针对测试 "应默认处于非活动状态" 进行分析：

Accordion.toggle in your test is a property of the Accordion class, and this.toggle in your code is a property of a instance of the Accordion class - so in this case you are comparing two different things. To access the 'instance' method in your test you could replace Accordion.toggle with Accordion.prototype.toggle. Which would work if it were not for this.toggle = this.toggle.bind(this); in your constructor.

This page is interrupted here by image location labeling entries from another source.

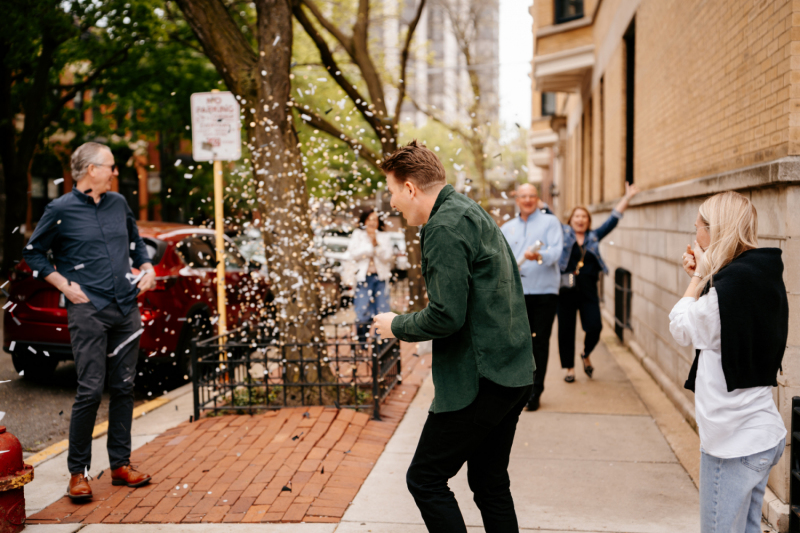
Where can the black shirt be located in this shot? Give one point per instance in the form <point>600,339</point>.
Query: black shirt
<point>754,320</point>
<point>586,280</point>
<point>92,245</point>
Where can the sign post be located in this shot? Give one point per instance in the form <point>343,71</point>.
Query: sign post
<point>216,137</point>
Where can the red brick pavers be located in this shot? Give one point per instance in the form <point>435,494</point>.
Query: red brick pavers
<point>301,464</point>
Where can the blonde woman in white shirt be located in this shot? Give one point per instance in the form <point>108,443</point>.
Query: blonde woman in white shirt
<point>735,313</point>
<point>371,251</point>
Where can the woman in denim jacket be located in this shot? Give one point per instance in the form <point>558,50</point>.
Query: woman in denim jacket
<point>580,266</point>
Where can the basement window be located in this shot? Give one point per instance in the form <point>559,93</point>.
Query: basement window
<point>567,10</point>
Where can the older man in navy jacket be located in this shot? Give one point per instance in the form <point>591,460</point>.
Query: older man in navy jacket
<point>93,236</point>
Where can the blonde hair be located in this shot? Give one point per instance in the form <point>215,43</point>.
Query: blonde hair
<point>732,221</point>
<point>575,210</point>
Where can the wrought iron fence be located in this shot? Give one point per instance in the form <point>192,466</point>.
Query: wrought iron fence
<point>249,371</point>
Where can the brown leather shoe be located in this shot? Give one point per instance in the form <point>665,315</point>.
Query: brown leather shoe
<point>79,488</point>
<point>128,475</point>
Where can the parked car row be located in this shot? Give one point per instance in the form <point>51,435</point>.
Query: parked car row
<point>182,306</point>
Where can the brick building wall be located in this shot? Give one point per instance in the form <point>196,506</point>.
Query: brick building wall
<point>716,106</point>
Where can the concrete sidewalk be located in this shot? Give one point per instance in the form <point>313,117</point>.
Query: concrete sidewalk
<point>591,459</point>
<point>600,455</point>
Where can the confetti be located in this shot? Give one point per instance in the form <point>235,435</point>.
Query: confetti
<point>126,342</point>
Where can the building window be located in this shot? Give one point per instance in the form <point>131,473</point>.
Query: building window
<point>548,104</point>
<point>622,301</point>
<point>567,10</point>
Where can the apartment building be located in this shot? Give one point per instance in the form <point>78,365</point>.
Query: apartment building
<point>685,99</point>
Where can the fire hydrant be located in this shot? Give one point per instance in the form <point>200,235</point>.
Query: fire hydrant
<point>14,474</point>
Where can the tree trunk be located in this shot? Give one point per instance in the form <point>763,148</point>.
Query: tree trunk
<point>262,81</point>
<point>277,163</point>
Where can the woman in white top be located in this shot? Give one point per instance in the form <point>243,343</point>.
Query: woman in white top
<point>735,313</point>
<point>372,254</point>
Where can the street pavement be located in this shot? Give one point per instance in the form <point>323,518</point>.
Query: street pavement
<point>38,413</point>
<point>592,459</point>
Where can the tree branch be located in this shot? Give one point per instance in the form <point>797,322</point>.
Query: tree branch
<point>330,63</point>
<point>364,61</point>
<point>116,59</point>
<point>223,42</point>
<point>401,89</point>
<point>323,125</point>
<point>344,40</point>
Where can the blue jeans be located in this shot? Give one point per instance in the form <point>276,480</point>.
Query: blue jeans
<point>371,298</point>
<point>732,490</point>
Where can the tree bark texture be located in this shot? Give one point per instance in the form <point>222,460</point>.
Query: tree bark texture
<point>261,78</point>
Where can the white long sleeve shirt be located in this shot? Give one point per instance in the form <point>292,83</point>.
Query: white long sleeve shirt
<point>732,424</point>
<point>362,251</point>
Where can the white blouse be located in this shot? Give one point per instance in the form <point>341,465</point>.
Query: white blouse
<point>731,424</point>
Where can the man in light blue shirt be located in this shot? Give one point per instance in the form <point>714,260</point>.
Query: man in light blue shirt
<point>541,278</point>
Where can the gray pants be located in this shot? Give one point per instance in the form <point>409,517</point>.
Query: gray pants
<point>95,335</point>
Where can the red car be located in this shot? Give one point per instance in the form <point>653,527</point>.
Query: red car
<point>183,305</point>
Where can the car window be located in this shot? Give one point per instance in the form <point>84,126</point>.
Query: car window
<point>196,252</point>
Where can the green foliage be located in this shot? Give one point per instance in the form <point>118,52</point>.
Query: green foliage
<point>130,67</point>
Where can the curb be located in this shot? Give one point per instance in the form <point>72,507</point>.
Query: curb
<point>102,428</point>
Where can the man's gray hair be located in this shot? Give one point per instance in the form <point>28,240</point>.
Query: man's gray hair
<point>85,155</point>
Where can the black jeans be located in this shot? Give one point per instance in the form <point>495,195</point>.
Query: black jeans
<point>570,302</point>
<point>480,435</point>
<point>95,336</point>
<point>541,314</point>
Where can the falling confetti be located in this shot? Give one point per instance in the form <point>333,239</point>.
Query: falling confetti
<point>126,342</point>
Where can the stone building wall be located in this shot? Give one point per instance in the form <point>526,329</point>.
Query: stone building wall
<point>716,108</point>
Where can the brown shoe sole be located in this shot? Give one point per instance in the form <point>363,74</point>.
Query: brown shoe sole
<point>133,485</point>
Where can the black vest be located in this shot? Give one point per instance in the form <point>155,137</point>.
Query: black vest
<point>754,315</point>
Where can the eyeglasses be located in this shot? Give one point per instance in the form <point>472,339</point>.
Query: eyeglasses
<point>112,167</point>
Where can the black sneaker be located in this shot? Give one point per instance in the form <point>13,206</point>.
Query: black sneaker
<point>533,403</point>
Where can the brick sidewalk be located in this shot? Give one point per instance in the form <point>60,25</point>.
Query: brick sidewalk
<point>292,465</point>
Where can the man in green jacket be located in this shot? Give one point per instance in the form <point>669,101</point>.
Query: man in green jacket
<point>482,359</point>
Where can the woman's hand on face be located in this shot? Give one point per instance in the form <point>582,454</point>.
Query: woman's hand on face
<point>699,254</point>
<point>689,261</point>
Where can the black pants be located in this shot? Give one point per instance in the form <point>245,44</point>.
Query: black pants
<point>481,435</point>
<point>570,302</point>
<point>541,314</point>
<point>95,335</point>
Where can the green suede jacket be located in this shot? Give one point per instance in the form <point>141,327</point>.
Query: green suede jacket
<point>476,312</point>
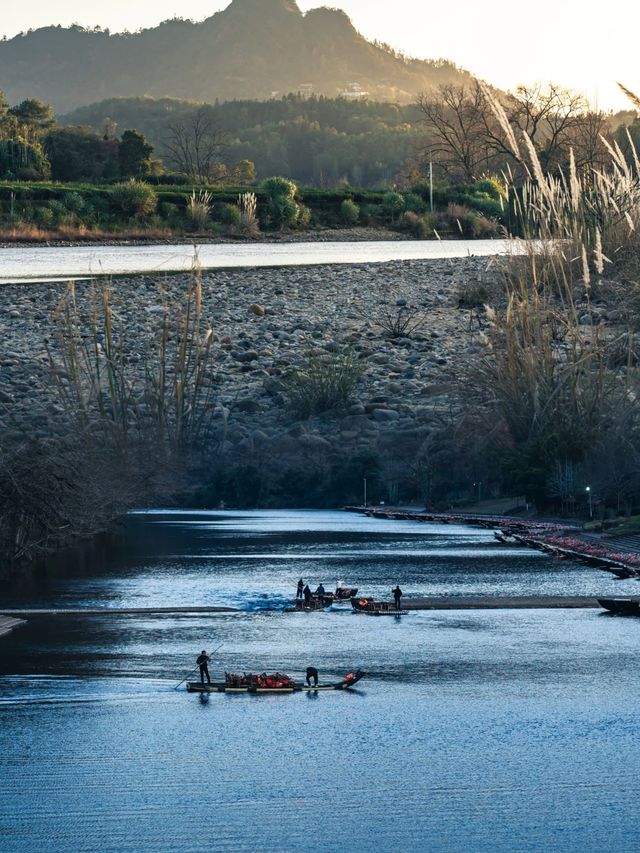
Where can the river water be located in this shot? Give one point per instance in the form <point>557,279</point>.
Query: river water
<point>475,730</point>
<point>61,262</point>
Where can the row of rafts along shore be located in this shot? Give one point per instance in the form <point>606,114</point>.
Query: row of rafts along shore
<point>558,540</point>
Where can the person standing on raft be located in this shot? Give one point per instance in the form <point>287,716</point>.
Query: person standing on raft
<point>203,660</point>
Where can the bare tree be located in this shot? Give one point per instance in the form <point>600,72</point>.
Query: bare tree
<point>455,118</point>
<point>548,115</point>
<point>473,130</point>
<point>195,144</point>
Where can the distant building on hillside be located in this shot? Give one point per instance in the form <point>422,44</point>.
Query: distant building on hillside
<point>353,92</point>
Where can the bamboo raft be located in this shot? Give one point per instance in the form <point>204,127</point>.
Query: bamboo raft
<point>258,685</point>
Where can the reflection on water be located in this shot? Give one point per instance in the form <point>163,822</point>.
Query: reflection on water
<point>475,730</point>
<point>253,561</point>
<point>48,263</point>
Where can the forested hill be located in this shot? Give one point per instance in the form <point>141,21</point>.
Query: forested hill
<point>316,141</point>
<point>251,49</point>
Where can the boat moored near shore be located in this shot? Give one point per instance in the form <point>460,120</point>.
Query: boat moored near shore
<point>276,683</point>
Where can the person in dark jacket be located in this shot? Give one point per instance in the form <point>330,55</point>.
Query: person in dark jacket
<point>203,660</point>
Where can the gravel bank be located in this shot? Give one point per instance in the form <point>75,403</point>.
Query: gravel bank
<point>265,322</point>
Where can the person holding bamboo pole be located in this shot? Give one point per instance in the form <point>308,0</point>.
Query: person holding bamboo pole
<point>203,660</point>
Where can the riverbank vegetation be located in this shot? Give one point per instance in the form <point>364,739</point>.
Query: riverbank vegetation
<point>544,403</point>
<point>354,163</point>
<point>121,428</point>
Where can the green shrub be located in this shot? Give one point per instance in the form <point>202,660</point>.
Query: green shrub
<point>349,212</point>
<point>58,210</point>
<point>279,188</point>
<point>303,220</point>
<point>415,203</point>
<point>417,226</point>
<point>73,202</point>
<point>44,217</point>
<point>392,205</point>
<point>229,214</point>
<point>285,211</point>
<point>133,199</point>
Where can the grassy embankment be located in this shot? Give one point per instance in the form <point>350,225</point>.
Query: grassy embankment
<point>40,211</point>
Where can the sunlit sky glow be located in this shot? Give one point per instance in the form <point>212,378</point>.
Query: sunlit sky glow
<point>578,43</point>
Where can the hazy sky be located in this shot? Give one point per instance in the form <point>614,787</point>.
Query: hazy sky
<point>583,44</point>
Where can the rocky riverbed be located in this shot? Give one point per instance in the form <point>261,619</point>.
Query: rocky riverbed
<point>267,321</point>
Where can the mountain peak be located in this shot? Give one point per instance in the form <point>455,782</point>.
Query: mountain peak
<point>263,7</point>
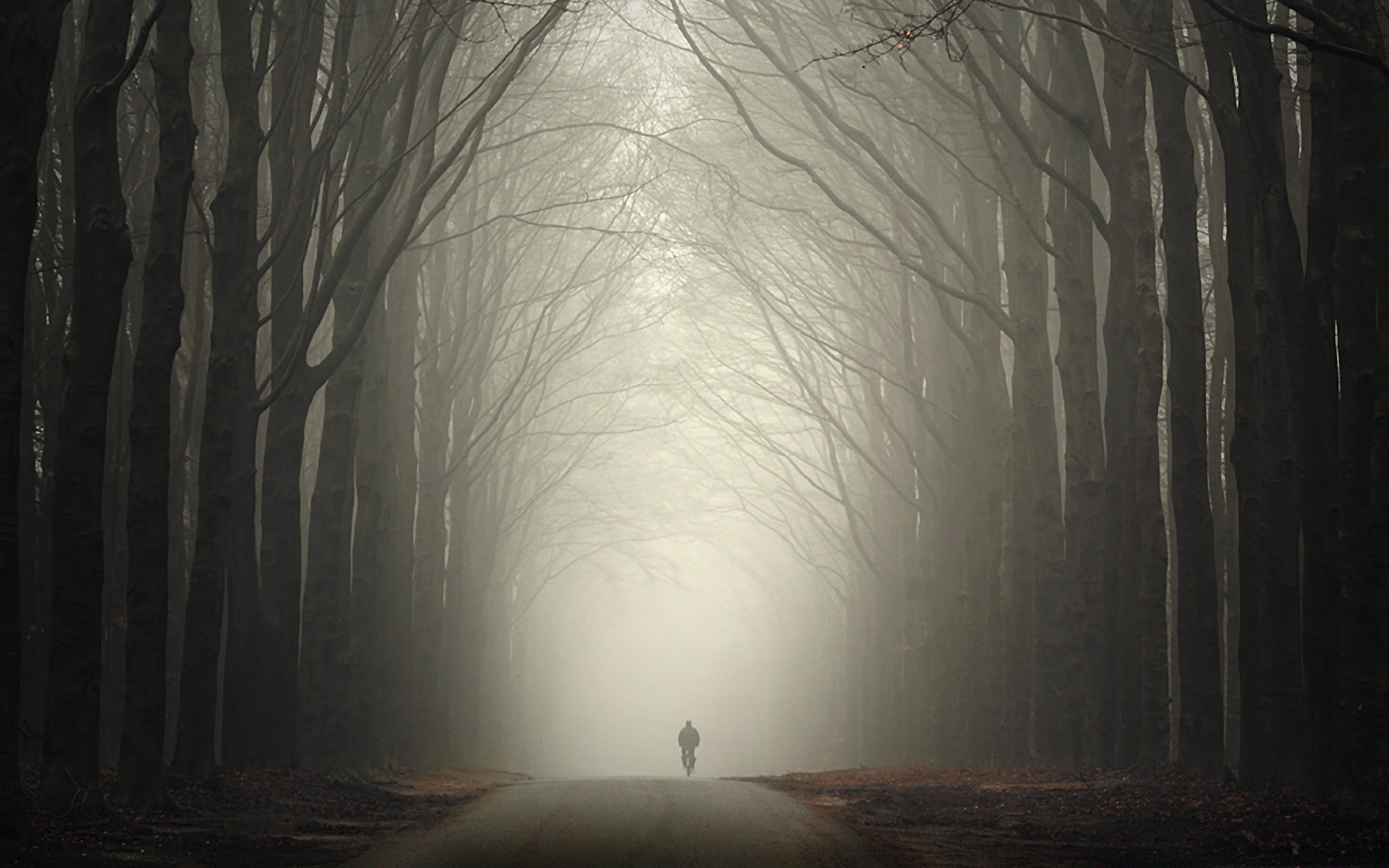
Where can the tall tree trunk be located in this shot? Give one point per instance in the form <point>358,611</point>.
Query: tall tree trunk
<point>434,413</point>
<point>226,466</point>
<point>139,783</point>
<point>1200,727</point>
<point>292,175</point>
<point>1265,277</point>
<point>1134,356</point>
<point>1319,420</point>
<point>1360,261</point>
<point>326,650</point>
<point>31,35</point>
<point>102,256</point>
<point>374,588</point>
<point>1076,362</point>
<point>399,520</point>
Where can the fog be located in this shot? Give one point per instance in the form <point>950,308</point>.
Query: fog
<point>416,383</point>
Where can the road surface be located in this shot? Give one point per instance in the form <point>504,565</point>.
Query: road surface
<point>626,822</point>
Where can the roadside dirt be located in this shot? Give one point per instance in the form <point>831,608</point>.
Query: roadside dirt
<point>1035,818</point>
<point>263,818</point>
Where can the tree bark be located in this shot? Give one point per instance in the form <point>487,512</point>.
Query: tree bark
<point>1076,362</point>
<point>1265,273</point>
<point>102,256</point>
<point>31,34</point>
<point>1360,122</point>
<point>139,782</point>
<point>226,467</point>
<point>1200,727</point>
<point>326,650</point>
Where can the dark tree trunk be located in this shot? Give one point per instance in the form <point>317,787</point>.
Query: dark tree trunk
<point>1200,728</point>
<point>1360,122</point>
<point>399,520</point>
<point>139,783</point>
<point>226,466</point>
<point>375,590</point>
<point>294,171</point>
<point>1076,362</point>
<point>434,413</point>
<point>1265,278</point>
<point>326,650</point>
<point>31,34</point>
<point>102,256</point>
<point>1319,422</point>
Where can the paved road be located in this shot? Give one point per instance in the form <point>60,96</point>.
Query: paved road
<point>628,822</point>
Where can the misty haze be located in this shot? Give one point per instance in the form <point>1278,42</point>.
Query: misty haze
<point>694,433</point>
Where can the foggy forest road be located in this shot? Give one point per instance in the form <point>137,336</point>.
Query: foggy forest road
<point>628,822</point>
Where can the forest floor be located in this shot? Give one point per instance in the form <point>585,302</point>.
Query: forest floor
<point>951,817</point>
<point>263,818</point>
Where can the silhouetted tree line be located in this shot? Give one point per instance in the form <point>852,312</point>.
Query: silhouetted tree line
<point>220,264</point>
<point>1088,300</point>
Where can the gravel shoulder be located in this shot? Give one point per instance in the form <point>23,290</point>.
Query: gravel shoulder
<point>1037,818</point>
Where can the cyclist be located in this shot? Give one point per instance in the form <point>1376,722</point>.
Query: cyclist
<point>689,741</point>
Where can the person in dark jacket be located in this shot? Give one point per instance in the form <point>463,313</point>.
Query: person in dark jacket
<point>689,741</point>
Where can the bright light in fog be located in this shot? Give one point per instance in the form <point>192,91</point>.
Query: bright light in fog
<point>658,656</point>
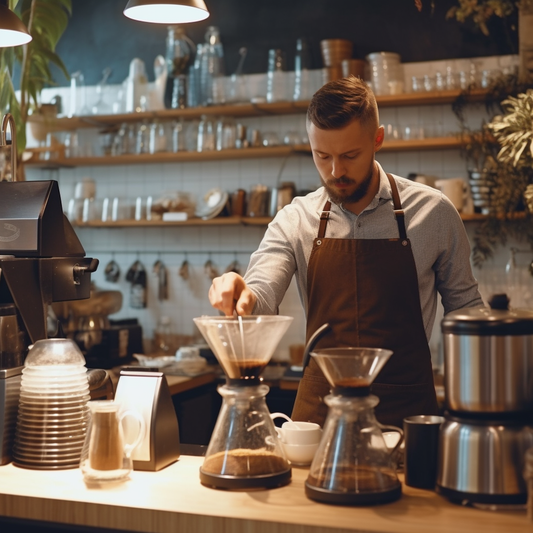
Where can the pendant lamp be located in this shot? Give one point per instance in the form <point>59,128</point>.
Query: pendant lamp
<point>12,30</point>
<point>166,11</point>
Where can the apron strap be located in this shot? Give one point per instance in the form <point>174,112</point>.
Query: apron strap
<point>398,211</point>
<point>324,220</point>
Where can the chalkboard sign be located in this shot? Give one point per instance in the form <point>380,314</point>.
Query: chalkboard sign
<point>100,36</point>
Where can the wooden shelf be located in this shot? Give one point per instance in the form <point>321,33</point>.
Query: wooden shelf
<point>437,143</point>
<point>412,145</point>
<point>244,110</point>
<point>170,157</point>
<point>218,221</point>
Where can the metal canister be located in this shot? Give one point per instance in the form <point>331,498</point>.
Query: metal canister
<point>488,359</point>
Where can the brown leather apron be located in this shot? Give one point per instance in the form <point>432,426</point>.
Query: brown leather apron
<point>367,290</point>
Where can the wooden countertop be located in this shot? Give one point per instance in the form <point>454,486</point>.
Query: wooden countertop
<point>173,500</point>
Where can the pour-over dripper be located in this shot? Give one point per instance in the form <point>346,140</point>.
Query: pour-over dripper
<point>352,465</point>
<point>243,345</point>
<point>351,368</point>
<point>244,451</point>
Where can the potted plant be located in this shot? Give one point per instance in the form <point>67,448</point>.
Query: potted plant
<point>507,145</point>
<point>27,68</point>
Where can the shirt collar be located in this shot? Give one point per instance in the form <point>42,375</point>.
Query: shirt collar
<point>383,195</point>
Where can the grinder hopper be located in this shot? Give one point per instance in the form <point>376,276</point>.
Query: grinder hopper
<point>41,258</point>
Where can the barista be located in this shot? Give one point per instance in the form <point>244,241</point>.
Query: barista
<point>369,251</point>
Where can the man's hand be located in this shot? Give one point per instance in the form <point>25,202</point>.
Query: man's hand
<point>229,293</point>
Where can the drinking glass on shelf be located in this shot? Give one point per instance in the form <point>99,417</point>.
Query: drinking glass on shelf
<point>178,136</point>
<point>78,95</point>
<point>158,138</point>
<point>429,83</point>
<point>417,84</point>
<point>206,135</point>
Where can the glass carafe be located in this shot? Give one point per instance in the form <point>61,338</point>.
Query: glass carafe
<point>244,451</point>
<point>353,464</point>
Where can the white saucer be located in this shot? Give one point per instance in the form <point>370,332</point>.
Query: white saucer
<point>212,204</point>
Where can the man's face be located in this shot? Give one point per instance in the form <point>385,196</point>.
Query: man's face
<point>344,159</point>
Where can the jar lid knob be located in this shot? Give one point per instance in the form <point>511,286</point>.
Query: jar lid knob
<point>499,301</point>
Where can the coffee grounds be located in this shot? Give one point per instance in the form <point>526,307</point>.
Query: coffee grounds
<point>248,369</point>
<point>355,479</point>
<point>244,462</point>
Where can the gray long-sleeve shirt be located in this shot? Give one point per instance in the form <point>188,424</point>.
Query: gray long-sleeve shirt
<point>438,238</point>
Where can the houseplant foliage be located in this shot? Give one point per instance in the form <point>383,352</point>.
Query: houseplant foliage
<point>503,151</point>
<point>27,67</point>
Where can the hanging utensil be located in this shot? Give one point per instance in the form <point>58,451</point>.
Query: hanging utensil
<point>234,266</point>
<point>136,275</point>
<point>160,270</point>
<point>184,270</point>
<point>312,342</point>
<point>210,270</point>
<point>112,271</point>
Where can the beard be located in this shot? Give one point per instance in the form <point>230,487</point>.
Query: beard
<point>340,197</point>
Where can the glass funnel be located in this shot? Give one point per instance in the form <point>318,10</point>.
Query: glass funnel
<point>243,345</point>
<point>351,367</point>
<point>244,451</point>
<point>353,465</point>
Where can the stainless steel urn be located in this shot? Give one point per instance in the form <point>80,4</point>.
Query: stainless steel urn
<point>488,367</point>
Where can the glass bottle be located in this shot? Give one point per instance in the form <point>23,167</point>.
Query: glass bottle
<point>178,136</point>
<point>158,138</point>
<point>180,50</point>
<point>276,80</point>
<point>206,135</point>
<point>301,71</point>
<point>163,335</point>
<point>212,69</point>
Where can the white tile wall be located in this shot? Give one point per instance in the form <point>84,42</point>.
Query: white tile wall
<point>225,244</point>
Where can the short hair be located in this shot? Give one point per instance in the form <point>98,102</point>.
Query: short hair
<point>340,101</point>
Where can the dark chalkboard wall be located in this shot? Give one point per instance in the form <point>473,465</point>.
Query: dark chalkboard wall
<point>99,35</point>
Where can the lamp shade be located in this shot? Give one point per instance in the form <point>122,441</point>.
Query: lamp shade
<point>166,11</point>
<point>12,30</point>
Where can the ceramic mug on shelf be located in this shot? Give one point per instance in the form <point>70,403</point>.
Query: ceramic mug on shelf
<point>456,189</point>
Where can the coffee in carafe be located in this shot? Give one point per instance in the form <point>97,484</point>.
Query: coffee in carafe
<point>244,451</point>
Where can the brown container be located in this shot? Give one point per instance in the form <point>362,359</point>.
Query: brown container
<point>335,50</point>
<point>331,73</point>
<point>355,67</point>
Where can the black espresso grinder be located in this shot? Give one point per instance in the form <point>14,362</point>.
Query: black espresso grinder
<point>41,261</point>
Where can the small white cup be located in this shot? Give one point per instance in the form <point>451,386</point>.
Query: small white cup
<point>300,433</point>
<point>299,440</point>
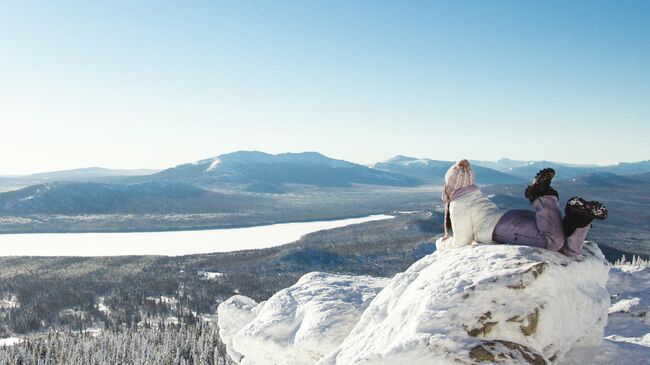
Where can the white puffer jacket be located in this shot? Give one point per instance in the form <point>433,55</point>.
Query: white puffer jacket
<point>473,218</point>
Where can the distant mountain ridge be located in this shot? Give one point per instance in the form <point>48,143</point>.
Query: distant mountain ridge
<point>263,172</point>
<point>433,171</point>
<point>100,198</point>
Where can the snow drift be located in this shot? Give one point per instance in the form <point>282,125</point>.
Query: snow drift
<point>299,324</point>
<point>482,303</point>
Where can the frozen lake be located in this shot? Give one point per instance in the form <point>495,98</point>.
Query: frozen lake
<point>165,243</point>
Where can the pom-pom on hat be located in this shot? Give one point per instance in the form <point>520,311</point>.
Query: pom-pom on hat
<point>457,177</point>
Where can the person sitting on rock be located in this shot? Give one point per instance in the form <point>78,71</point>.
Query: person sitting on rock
<point>473,217</point>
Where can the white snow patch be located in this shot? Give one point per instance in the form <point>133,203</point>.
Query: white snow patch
<point>163,299</point>
<point>213,165</point>
<point>102,307</point>
<point>624,305</point>
<point>449,305</point>
<point>300,324</point>
<point>208,275</point>
<point>11,302</point>
<point>232,316</point>
<point>166,243</point>
<point>9,341</point>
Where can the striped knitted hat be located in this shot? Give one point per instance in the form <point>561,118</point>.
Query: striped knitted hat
<point>457,177</point>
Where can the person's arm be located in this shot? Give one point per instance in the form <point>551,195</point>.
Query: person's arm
<point>461,221</point>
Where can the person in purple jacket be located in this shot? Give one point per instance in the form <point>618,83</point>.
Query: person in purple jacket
<point>474,218</point>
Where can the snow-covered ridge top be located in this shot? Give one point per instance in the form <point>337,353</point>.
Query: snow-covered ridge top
<point>473,304</point>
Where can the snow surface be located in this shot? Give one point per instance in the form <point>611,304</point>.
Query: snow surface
<point>213,165</point>
<point>514,304</point>
<point>166,243</point>
<point>9,341</point>
<point>627,335</point>
<point>233,315</point>
<point>300,324</point>
<point>210,275</point>
<point>480,303</point>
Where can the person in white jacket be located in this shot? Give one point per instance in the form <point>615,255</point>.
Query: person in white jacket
<point>474,218</point>
<point>473,215</point>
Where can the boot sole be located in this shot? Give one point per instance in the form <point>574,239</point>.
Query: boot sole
<point>593,209</point>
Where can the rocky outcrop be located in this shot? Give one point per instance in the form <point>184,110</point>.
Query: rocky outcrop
<point>299,324</point>
<point>473,305</point>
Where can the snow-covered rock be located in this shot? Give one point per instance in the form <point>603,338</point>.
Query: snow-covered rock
<point>299,324</point>
<point>232,316</point>
<point>484,303</point>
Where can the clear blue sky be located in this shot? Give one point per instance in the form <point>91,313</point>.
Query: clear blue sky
<point>129,84</point>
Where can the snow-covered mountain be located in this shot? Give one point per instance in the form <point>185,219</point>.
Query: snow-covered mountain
<point>433,171</point>
<point>99,198</point>
<point>477,304</point>
<point>263,172</point>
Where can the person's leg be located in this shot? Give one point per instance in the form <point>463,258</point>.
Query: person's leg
<point>578,215</point>
<point>575,241</point>
<point>548,221</point>
<point>542,228</point>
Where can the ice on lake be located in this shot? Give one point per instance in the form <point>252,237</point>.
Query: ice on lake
<point>165,243</point>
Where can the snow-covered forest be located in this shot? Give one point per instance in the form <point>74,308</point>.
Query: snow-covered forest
<point>173,344</point>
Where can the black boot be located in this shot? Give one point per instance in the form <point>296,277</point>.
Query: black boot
<point>541,185</point>
<point>579,213</point>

Which leads us to the second point.
When you call .bind() on a function it creates a new function at runtime - so you can't compare it to the original Accordion.prototype.toggle. The only way to work around this is to pull the "bound" function out of the result from render:
```
let toggle = result.props.children[0].props.onClick;

assert.deepEqual(result.props.children, [  <a onClick={toggle}>This is a summary</a>,  <p style={{display: 'none'}}>This is some details</p>]);
```

关于你的第二个失败测试“点击后应变为活动状态”：

You try calling result.props.onClick() which does not exist. You meant to call result.props.children[0].props.onClick();
There is a bug in React that requires a global "document" variable to be declared when calling setState with shallow rendering - how to work around this in every circumstance is beyond the scope of this question, but a quick work around to get your tests passing is to add global.document = {}; right before you call the onClick method. In other words where your original test had:
```
result.props.onClick();
```
Should now say:
```
global.document = {};
result.props.children[0].props.onClick();
```
See the section "Fixing Broken setState()" on this page and this react issue.